Lopezowi puściły nerwy

W ostatnim czasie Słońca przegrały cztery z pięciu spotkań. Ten fakt mógł być przyczyną wybuchu agresji Robina Lopeza. Koszykarza za nieodpowiednie zachowanie skrytykował trener Alvin Gentry.

Łukasz Brylski
Łukasz Brylski

Po treningu, na którym jego drużyna przegrała gierkę 3 na 3, center Phoenix Suns trzasnął drzwiami. Uderzyły one w ścianę i szyby w nie wstawione rozsypały się w drobny mak.

- On (Robin Lopez przyp. aut.) nie może się tak zachowywać. Musi panować nad swoimi emocjami, inaczej nie ma szans na to, aby stać się świetnym koszykarzem - powiedział trener drużyny Alvin Gentry.

Szkoleniowiec teamu z Arizony dodał także, że 21-latek zostanie ukarany i będzie musiał zapłacić za naprawę drzwi.

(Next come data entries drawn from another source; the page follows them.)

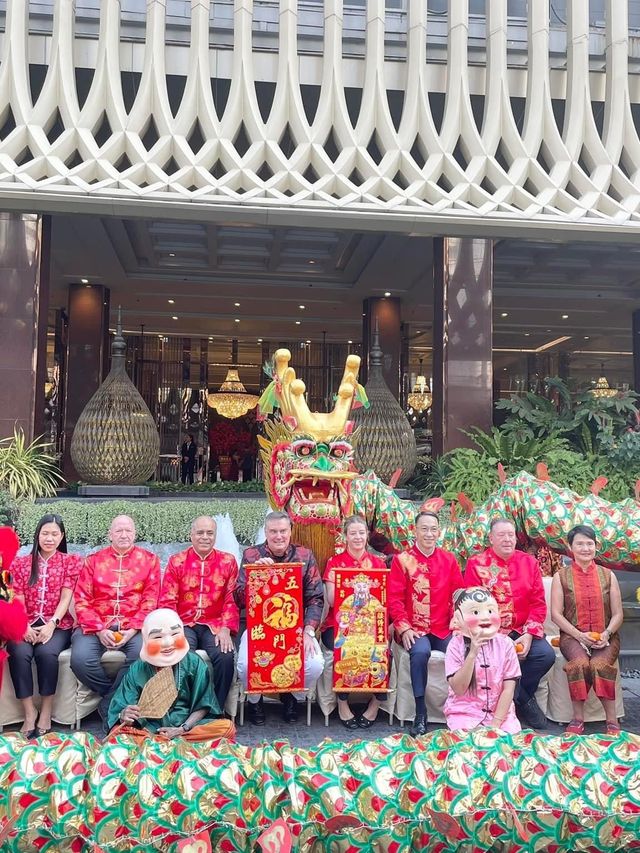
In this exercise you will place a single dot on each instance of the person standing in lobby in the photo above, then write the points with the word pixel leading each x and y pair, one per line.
pixel 515 581
pixel 44 581
pixel 198 584
pixel 117 587
pixel 422 581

To nie pierwszy wybuch Lopeza. W zeszłym miesiącu Suns mieli trening w obecności mediów. Koszykarz tak przeklinał po niecelnych rzutach, iż zażenowany takim zachowaniem asystent Gentry'ego, Dan Majerle musiał przywołać centra do siebie i porozmawiać z nim na ten temat.